There is nothing improper or unusual in the White House pushing forward implementation of the President’s new proposal past this Congress. This kind of tug of war back and forth between the Legislative and Executive Branch has been almost continuous since the inauguration of George Washington. The system is designed that way.

Instead, Congress is definitely failing to defend its constitutional role by actually approving and perhaps even improving on the administration's proposals. The present Congress shoulders blame for not defending its prerogatives.

On Wednesday, May 26, Constellation program manager Jeff Hanley was simply ousted, moved to a deputy position at Johnson Space Center hours before a House committee sat down with NASA chief Charlie Bolden to resume hearings on the White House plan.

Days later NASA was trying to halt work on Ares citing federal contract irregularities and now the agency is citing budget shortfalls through the remaining four months of fiscal year 2010 as their excuse for stopping work on their unwanted Constellation program.
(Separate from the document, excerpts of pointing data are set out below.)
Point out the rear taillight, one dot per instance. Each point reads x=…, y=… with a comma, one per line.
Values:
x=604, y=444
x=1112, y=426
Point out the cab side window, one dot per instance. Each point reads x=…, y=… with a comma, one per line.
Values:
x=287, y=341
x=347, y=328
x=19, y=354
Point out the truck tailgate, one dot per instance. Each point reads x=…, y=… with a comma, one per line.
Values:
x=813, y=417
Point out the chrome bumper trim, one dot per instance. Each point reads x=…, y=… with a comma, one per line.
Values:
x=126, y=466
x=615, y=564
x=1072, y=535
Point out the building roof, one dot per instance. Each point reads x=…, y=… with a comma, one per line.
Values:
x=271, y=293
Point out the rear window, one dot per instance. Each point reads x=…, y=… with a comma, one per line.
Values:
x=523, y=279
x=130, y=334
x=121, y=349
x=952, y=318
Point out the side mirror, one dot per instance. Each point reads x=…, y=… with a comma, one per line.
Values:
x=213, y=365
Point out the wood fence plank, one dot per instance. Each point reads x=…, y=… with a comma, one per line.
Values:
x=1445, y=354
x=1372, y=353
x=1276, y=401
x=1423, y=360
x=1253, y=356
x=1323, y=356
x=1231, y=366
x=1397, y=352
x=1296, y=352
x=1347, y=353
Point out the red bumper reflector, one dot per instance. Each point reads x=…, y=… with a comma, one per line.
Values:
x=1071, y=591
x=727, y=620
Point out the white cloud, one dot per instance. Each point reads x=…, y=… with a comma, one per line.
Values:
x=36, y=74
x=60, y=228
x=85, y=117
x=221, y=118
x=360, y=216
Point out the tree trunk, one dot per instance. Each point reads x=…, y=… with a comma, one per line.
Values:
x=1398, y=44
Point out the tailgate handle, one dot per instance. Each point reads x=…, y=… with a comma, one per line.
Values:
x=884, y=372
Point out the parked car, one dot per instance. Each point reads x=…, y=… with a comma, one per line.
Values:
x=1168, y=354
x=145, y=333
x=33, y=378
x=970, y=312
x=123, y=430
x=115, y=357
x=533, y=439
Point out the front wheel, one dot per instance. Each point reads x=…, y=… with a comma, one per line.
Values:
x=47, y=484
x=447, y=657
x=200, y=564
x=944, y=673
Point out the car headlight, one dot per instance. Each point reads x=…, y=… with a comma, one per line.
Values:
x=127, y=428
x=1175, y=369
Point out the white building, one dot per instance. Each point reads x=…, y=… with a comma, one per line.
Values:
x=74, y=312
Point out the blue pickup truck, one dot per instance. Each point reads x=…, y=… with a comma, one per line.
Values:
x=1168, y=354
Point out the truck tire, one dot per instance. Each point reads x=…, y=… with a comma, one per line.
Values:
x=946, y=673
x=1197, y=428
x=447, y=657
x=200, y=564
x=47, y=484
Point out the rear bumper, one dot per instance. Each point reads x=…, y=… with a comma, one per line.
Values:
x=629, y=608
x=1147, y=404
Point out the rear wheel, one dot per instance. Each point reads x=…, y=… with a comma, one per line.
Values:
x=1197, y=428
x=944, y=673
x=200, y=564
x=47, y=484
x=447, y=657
We can safely guess this White House dislikes anything at NASA even remotely reminding history about George W. Bush. The White House wants out of congressional mandates to continue implementation of space policy surviving from the time “Before Obama,” unswayed that the tired old law was expressly written forbidding any changes without congressional approval.

If Congress allows itself to be sandbagged one or two hairy problems with the administration’s space plan won’t properly be deliberated in the only commission that counts: the one elected by the people.